Preacher looked at her a long time, like he was seeing her from across the street instead of a couple of feet away.

“What?” Maureen asked. “You’re making me nervous.”

“This thing happens with your voice sometimes,” he said. “Since you came back from the beach. You ever seen a scorpion curl its tail over its back? The poison kind of shining on the stinger? That. You sound like that shine looks.”

Maureen looked away. “Whatever. That doesn’t make any sense.”

“Yeah, it does,” Preacher said. “You know exactly what I mean.”

From inside the car, Maureen could hear the dispatcher raising their car over the radio. Preacher rose off the hood, went to the driver’s door. “Like you said, whatever. Let’s get back in the car. It’s cold out here. Somebody’s looking for us, anyway.”

Maureen went to her side. She paused after opening the door. “Preach, listen—”

“You make me nervous,” Preacher said across the top of the car. He had that faraway look again. The radio kept calling. “I sit next to you, I can hear you ticking. Like a bomb.”

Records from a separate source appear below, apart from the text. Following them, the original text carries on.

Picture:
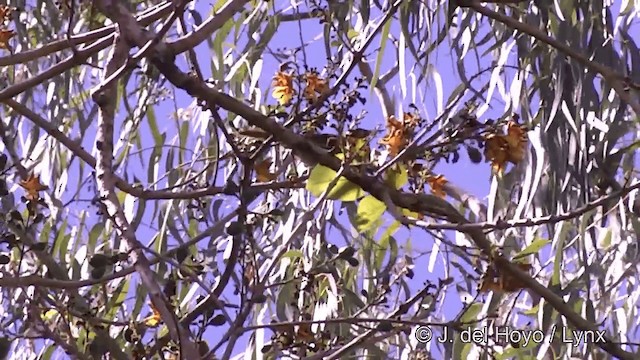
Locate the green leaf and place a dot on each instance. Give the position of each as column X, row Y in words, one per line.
column 344, row 190
column 533, row 248
column 461, row 348
column 352, row 33
column 370, row 209
column 293, row 254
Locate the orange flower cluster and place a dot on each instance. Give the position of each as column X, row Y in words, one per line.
column 33, row 186
column 436, row 183
column 399, row 133
column 315, row 85
column 283, row 90
column 500, row 282
column 6, row 16
column 283, row 87
column 501, row 148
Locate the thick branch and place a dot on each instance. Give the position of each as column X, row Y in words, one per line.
column 106, row 99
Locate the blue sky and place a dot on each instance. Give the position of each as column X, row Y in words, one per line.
column 473, row 178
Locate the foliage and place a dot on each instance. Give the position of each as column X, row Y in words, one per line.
column 184, row 180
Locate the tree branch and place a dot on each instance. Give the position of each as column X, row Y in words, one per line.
column 422, row 203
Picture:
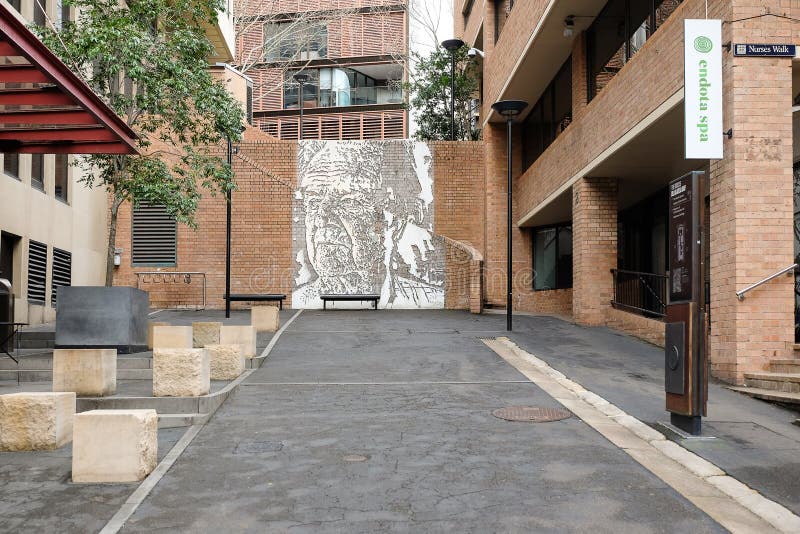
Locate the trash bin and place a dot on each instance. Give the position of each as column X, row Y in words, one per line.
column 6, row 315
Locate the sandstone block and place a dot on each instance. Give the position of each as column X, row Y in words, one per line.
column 227, row 361
column 172, row 337
column 150, row 326
column 265, row 318
column 36, row 421
column 240, row 335
column 87, row 372
column 114, row 445
column 204, row 334
column 181, row 372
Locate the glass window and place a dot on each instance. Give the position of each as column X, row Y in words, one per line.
column 11, row 165
column 37, row 171
column 61, row 177
column 549, row 117
column 552, row 258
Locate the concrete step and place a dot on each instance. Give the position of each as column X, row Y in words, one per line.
column 785, row 382
column 789, row 365
column 768, row 394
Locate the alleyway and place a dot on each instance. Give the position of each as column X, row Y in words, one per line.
column 382, row 421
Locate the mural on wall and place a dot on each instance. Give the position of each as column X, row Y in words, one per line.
column 363, row 223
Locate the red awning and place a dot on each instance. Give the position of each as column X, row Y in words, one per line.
column 45, row 107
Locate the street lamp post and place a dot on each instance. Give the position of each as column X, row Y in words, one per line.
column 509, row 109
column 452, row 46
column 301, row 78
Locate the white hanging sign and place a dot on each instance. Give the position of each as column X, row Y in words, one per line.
column 703, row 88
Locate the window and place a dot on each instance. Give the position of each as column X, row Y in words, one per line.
column 11, row 165
column 154, row 239
column 61, row 177
column 295, row 40
column 37, row 272
column 39, row 16
column 61, row 275
column 618, row 32
column 552, row 258
column 549, row 117
column 37, row 171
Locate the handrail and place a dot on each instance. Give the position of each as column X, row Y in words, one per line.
column 787, row 270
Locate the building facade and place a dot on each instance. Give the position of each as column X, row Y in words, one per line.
column 354, row 53
column 601, row 139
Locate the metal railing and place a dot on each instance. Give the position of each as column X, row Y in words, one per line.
column 788, row 270
column 170, row 277
column 640, row 293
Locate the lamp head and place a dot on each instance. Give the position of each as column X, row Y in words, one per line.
column 509, row 108
column 451, row 45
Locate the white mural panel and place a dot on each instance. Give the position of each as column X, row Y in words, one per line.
column 363, row 223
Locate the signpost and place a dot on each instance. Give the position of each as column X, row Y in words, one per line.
column 703, row 88
column 685, row 378
column 764, row 50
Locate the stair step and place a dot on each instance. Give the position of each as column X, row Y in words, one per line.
column 785, row 382
column 768, row 394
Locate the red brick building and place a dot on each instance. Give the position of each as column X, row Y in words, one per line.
column 355, row 55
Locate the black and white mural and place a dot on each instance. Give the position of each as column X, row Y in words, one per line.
column 363, row 223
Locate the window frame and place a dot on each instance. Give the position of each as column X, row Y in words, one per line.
column 559, row 227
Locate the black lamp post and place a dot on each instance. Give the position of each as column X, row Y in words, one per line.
column 509, row 109
column 301, row 78
column 452, row 46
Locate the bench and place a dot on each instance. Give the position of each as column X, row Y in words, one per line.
column 349, row 298
column 259, row 298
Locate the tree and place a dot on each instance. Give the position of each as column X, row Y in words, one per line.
column 147, row 60
column 430, row 96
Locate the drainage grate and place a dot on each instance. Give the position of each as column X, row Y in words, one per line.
column 531, row 414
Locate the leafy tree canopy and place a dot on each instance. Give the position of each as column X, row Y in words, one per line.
column 148, row 60
column 430, row 96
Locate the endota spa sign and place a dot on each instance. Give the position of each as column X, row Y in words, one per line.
column 703, row 88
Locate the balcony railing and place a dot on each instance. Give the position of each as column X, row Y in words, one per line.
column 641, row 293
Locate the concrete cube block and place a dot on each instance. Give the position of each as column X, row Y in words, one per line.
column 240, row 335
column 172, row 337
column 36, row 421
column 150, row 326
column 114, row 445
column 265, row 318
column 87, row 372
column 227, row 361
column 181, row 372
column 204, row 334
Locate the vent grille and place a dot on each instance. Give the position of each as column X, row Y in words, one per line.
column 154, row 239
column 37, row 272
column 62, row 272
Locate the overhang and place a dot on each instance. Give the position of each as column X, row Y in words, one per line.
column 545, row 51
column 45, row 107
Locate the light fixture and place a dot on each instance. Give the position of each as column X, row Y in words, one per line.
column 569, row 26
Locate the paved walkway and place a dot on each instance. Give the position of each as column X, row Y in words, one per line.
column 381, row 421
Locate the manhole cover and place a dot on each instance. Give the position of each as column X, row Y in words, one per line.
column 355, row 458
column 531, row 414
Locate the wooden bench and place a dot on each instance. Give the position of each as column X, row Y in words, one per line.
column 259, row 298
column 349, row 298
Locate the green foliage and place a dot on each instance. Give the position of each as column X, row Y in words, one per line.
column 430, row 96
column 148, row 60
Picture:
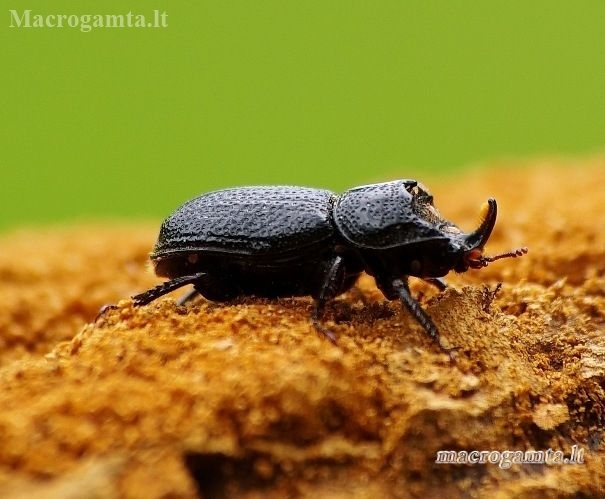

“Well, I don’t know what you’re talking about,” Maureen lied. “I don’t hear it.”

“That right there,” Preacher said, “is the problem. I know you don’t hear it. That is what makes me nervous.” He dropped into the driver’s seat, reaching for the radio mic.

Maureen climbed into the car, the door creaking as she pulled it closed.

“You got your wish,” Preacher said. “We’re done sitting here for the night.”

“Do tell.”

“Anonymous tip. Seems there’s a body in Lafayette Cemetery.”

“I’d think there’d be plenty of—”

“Don’t,” Preacher said, slamming the car into drive, hitting the lights and sirens. He was trying not to laugh. “Just fucking don’t.”





14

Lafayette Cemetery was a box in the middle of the Garden District. Eight-foot-high walls of whitewashed, fern-and-lichen-crusted brick formed the sides of the box, and each wall had a spiked iron gate in its middle that was chained and padlocked at night. With the resident bodies being interred aboveground, the crypts and tombs formed rows of short buildings, their curved concrete and marble roofs peeking over the wall. Maureen had no trouble understanding why New Orleans cemeteries were called “Cities of the Dead.” Sections of the cemetery were even named as if they were city neighborhoods, the pathways running through them signed like streets.

She’d been in Lafayette before. She liked it there. She had walked among the tombs on more than one afternoon, nursing a double espresso from the nearby coffee shop. The place was even a popular tourist attraction. But her visits had been during the day, when there were other people, living people, around her. Tonight, she stood with Preacher outside the walls, trying to find a way in. Apparently, there was one dead body inside that didn’t belong there.

They had checked each gate, Maureen jumping out of the patrol car at each one to inspect the locks, and the four of them remained secure. However the unaccounted-for dead person had gained entrance, it hadn’t been through one of the gates.

“Has anyone called the, uh, custodian,” Maureen asked, “or whatever he’s called?”